SPSS Statistics Table output showing values of skewness, kurtosis, standard error of skew, and standard error of kurtosis

3.20 Population Parameters versus Sample Statistics

Remember that we previously distinguished between populations and samples. When you are summarizing data collected from your entire population, then you should use formulas for population parameters. When you used sampling to collect your data (that is, it does not include all members of the population), you should use sample statistics. Any time the dataset represents a subset of the population, sample statistics should be used.

SPSS always computes sample statistics.

For central tendency, the calculations were the same for samples and populations. When calculating an index of variability, you have to select the proper formula. Samples tend to have smaller variance than their underlying populations. Because the purpose of a sample is to represent its population, the sample statistics are corrected to adjust for this tendency. This adjustment is called Bessel’s correction. This correction is an approximation; it is not a perfect correction for sample statistics.

3.21 Range

Range is the difference between the highest and lowest number. If the lowest I.Q. score you measured was 80 and the highest I.Q. score you measured was 110, then the range is 30 IQ points. Higher range means that the data is more spread out; lower range means that the data is closer together.

Range is measured in the same units as the variable. So in the previous example, the range was 30 IQ points.

While range measures the width of the histogram, it is only affected by two scores: the endpoints. It also tends to fluctuate with the group size.

3.22 Interquartile Range

Closely related to range is the interquartile range (IQR). It is the difference between the upper (Q3) and lower (Q1) quartiles. How do you get the quartiles? Q2 is the median. Q1 is the “median” of all the data below the real median. Q3 is the “median” of all the data above the real median. Some methods include the median when computing the quartiles, but most calculators do not. There is no one right method, unfortunately. Q3 – Q1 = interquartile range.

3.23 Box Plots

Box plots are a handy way to show the quartiles, IQR, and range.

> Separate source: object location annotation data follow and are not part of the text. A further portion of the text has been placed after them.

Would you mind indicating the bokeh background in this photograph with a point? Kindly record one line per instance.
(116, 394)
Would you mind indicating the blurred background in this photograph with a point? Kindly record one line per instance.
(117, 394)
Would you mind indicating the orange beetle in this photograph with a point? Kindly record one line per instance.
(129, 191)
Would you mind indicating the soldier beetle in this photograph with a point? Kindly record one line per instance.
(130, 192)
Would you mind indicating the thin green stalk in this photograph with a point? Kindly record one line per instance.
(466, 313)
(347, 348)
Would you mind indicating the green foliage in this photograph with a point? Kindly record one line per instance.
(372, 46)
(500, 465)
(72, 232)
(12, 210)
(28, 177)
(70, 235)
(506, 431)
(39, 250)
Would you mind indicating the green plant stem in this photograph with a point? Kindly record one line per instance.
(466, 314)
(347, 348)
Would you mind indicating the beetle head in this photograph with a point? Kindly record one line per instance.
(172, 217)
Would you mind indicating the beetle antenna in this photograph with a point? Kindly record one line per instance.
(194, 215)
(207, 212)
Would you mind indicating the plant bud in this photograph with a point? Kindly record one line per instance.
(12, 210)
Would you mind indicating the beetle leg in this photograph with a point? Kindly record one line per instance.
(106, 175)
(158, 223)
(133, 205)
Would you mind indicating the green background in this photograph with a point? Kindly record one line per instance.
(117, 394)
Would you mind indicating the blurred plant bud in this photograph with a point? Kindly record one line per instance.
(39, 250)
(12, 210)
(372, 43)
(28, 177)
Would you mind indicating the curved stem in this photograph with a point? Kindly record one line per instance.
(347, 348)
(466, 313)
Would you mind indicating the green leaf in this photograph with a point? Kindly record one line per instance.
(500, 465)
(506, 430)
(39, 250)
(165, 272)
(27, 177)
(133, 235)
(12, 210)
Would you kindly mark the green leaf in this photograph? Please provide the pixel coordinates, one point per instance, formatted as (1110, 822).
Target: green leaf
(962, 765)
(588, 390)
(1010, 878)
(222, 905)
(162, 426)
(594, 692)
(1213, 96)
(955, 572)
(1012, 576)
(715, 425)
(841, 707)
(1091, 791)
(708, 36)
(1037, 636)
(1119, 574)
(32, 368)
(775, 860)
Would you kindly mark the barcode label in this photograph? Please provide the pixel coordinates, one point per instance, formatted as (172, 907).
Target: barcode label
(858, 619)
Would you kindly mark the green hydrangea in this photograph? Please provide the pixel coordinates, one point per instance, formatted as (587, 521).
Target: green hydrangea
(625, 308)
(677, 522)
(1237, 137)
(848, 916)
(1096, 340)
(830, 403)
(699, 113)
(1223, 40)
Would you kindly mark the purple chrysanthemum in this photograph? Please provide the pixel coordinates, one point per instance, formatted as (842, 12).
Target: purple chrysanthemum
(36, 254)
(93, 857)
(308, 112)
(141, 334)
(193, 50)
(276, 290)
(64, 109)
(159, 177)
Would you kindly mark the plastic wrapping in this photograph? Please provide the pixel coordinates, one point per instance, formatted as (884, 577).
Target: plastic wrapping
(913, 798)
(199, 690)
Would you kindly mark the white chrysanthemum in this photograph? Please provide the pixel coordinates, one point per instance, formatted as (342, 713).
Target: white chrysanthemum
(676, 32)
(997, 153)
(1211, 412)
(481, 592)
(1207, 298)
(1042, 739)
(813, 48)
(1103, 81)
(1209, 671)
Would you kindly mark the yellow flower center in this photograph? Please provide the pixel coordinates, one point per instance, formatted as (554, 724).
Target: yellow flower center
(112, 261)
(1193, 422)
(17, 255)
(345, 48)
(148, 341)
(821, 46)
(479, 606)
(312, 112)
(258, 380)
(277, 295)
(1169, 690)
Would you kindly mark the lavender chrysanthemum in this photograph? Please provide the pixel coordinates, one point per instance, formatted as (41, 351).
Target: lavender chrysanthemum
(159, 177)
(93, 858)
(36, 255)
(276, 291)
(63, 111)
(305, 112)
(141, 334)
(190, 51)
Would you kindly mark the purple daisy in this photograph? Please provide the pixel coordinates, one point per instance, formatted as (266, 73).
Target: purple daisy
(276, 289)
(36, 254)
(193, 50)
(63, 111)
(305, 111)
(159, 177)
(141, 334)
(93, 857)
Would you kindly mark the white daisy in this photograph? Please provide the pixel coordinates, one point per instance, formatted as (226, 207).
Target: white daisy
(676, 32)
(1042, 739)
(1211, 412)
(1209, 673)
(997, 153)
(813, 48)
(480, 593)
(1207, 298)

In a box plot, these values are drawn to scale:

  • Minimum value
  • Q1
  • Q2 (the median)
  • Q3
  • Maximum value

Be sure to also include a scale along the bottom.

3.24 Sum of Squares

Sum of squares is the sum of all squared deviations from the mean. The idea is to find the total deviations from the mean. If we just added all deviations from the mean, we would always get zero—the sum of all deviations from the mean always equals zero (it’s the balance point, after all). Squaring each deviation (distance from the mean) solves this problem.

Formula: Sum of squares for a sample = \(\sum{X^2} - \frac{\sum{X}^2}{n}\)

Formula: Sum of squares for a population = \(\sum{X^2} - \frac{\sum{X}^2}{N}\)

Note that the formula for the population is the same as the formula for the sample.

Notation note: the number of scores in a sample is n. The number of scores in a population is N.

3.25 Variance

Don’t confuse the words variability and variance (many people do). Variability is the concept; it is a tendency for the numbers to be different and spread out. Variance is a calculation that describes how much variability exists in a distribution. Variability is the construct, and variance is the measure.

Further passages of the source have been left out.